The incoming government of South Korea’s President-elect Yoon Suk-yeol faces a complicated, sensitive issue in carrying out his campaign pledge to “rebuild” relations with the United States. It will be a relief for the Americans to see an administration in Seoul that adopts a realistic attitude toward dealing with the North. For the last five years, the government has pursued a policy of appeasement and reconciliation that has gone nowhere.

At the outset Yoon should discard outgoing President Moon Jae-in’s vision of an “end-of-war” declaration formally bringing the Korean War to its conclusion. That was an utterly fatuous notion to which pro-Northers in the United States still cling. They are insisting that Congress pass a bill demanding a “formal end” to the Korean War, but such legislation is obviously going nowhere.
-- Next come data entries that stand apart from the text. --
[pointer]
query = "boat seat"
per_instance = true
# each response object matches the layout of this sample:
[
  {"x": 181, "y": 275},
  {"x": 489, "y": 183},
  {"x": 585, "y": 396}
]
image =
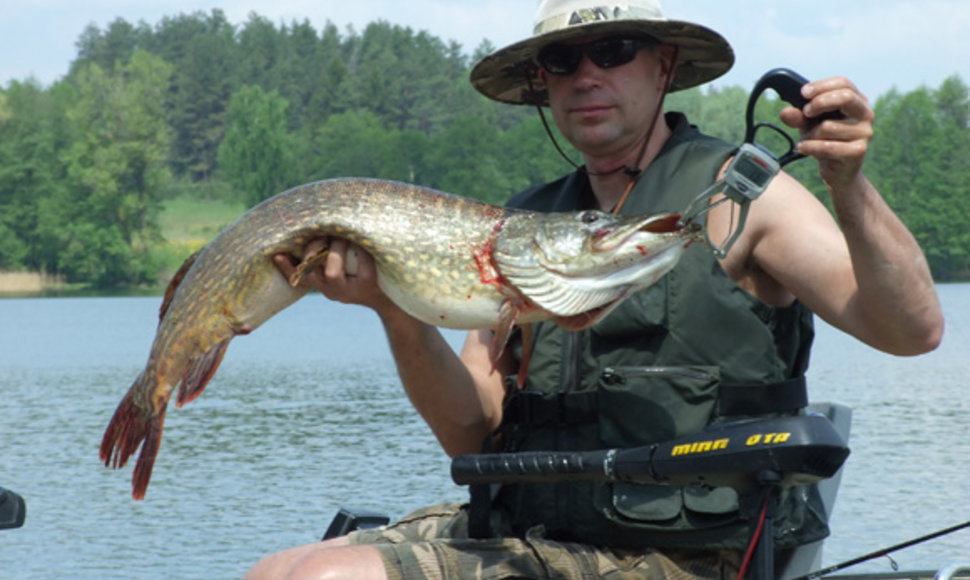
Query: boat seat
[{"x": 808, "y": 558}]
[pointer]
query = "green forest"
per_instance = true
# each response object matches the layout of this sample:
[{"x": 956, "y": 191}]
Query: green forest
[{"x": 193, "y": 111}]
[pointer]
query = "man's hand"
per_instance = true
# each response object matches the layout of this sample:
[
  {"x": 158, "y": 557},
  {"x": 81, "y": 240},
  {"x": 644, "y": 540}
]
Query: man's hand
[
  {"x": 346, "y": 273},
  {"x": 839, "y": 145}
]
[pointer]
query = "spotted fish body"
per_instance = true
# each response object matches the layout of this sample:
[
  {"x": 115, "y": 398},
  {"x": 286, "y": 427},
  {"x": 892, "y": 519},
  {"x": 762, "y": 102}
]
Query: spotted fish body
[{"x": 447, "y": 260}]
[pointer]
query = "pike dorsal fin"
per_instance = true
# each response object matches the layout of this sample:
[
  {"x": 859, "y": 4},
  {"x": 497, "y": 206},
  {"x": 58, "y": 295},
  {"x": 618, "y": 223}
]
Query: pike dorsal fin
[{"x": 174, "y": 284}]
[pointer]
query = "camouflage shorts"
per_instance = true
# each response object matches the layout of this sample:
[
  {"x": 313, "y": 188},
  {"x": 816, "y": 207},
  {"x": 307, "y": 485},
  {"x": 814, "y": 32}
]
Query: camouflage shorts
[{"x": 433, "y": 544}]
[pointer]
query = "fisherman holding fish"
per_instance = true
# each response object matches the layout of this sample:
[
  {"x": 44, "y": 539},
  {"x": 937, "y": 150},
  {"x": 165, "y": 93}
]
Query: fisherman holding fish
[{"x": 666, "y": 361}]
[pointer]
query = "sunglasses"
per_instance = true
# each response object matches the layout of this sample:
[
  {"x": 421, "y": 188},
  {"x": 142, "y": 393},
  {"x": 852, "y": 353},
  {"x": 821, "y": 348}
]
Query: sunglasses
[{"x": 564, "y": 59}]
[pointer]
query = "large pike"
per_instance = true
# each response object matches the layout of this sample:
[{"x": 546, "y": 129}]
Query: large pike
[{"x": 448, "y": 261}]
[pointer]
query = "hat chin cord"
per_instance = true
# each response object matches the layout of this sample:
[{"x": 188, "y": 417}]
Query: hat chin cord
[{"x": 634, "y": 172}]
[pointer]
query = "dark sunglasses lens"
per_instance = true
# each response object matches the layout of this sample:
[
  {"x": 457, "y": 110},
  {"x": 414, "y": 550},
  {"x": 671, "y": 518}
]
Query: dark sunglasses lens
[
  {"x": 612, "y": 52},
  {"x": 564, "y": 59},
  {"x": 560, "y": 59}
]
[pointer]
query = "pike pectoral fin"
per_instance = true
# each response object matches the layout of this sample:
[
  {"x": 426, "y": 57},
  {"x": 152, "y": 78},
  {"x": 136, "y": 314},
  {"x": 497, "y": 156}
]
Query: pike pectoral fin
[
  {"x": 130, "y": 427},
  {"x": 508, "y": 314},
  {"x": 202, "y": 371},
  {"x": 314, "y": 254},
  {"x": 174, "y": 283}
]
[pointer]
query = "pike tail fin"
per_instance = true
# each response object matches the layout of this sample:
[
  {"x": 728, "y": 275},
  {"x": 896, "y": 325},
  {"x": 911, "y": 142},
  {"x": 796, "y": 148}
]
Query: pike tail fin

Instead, Yoon should reiterate demands for North Korea to show substantive signs of discarding its nuclear weapons program as a condition for anything, including humanitarian aid. He and the Americans might want to coordinate in new calls for denuclearization. Together, they should refuse to compromise on this demand while remaining open to talks with North Korea, which has been ignoring Moon’s plea for dialogue for the last three years.

In fact, the failure of the North-South Korean summits of 2018 and 2019 show the uselessness of making concessions to the North in at atmosphere of peace and goodwill. President Moon and Donald Trump as president each met three times with Kim Jong-un. The publicity engendered by all these meetings was incredible. In the global spotlight, they boosted hopes for a new age in inter-Korean relations.

Looking back, however, we realize these meetings, far from advancing the cause of peace, may actually have put the process in reverse. Relations between the two Koreas and between North Korea and the United States have never been worse. North Korean leader Kim Jong-un has gone on ordering missile tests, preparing again to launch a satellite that will really be an Intercontinental Ballistic Missile, and may well be considering a seventh underground nuclear test.

Trump’s great mistake after his summit with Kim in Singapore in June 2018 was to cancel joint U.S.-South Korea military exercises. Military commanders regard these “war games,” in which U.S. and South Korean forces participate on the ground, in the air and at sea, as essential for training them to work together against a common foe, the North Koreans. Since then, all the joint exercises have been conducted largely on computers, which may be helpful but are no substitute for forces in action.

Yoon, in one of his first decisions after his inauguration in May, should approve full-scale joint exercises.

I witnessed the final day of the last such war games five years ago. While U.S. warplanes from aircraft carriers roared overhead, tanks advanced on the ground in a large training area south of the Demilitarized Zone between the two Koreas. On the ground, American and South Korean troops accompanied the tanks to a fictional objective on a hillside. It was an impressive display culminating two weeks in which they had gone through a series of exercises that are essential if Kim Jong-un ever shows signs of making good on his threats, including that of firing missiles at targets anywhere from South Korea and Japan to the American mainland.

It’s important for both Washington and Seoul to ignore rhetorical intimidation from Pyongyang. There is no reason for ministers and aides to cringe under verbal assaults from the North Korean propaganda machine. In the face of insults and threats, they should work ever more firmly to rebuild and reform the alliance into a viable, strong structure.

President Moon in recent years has weakened the alliance for fear of offending Kim and losing any hope for getting together on a new agreement, a fresh modus vivendi. Washington and Seoul should always be open to dialogue but not at the expense of basic principles and their mutual strength as allies facing not only North Korea but its great ally, China.

Together, under Yoon and President Joe Biden, they can open a new, revived chapter in the historic U.S.-South Korea alliance. We can all look forward to making the alliance stronger, more viable than ever at a critical juncture when the future of the region hangs in the balance.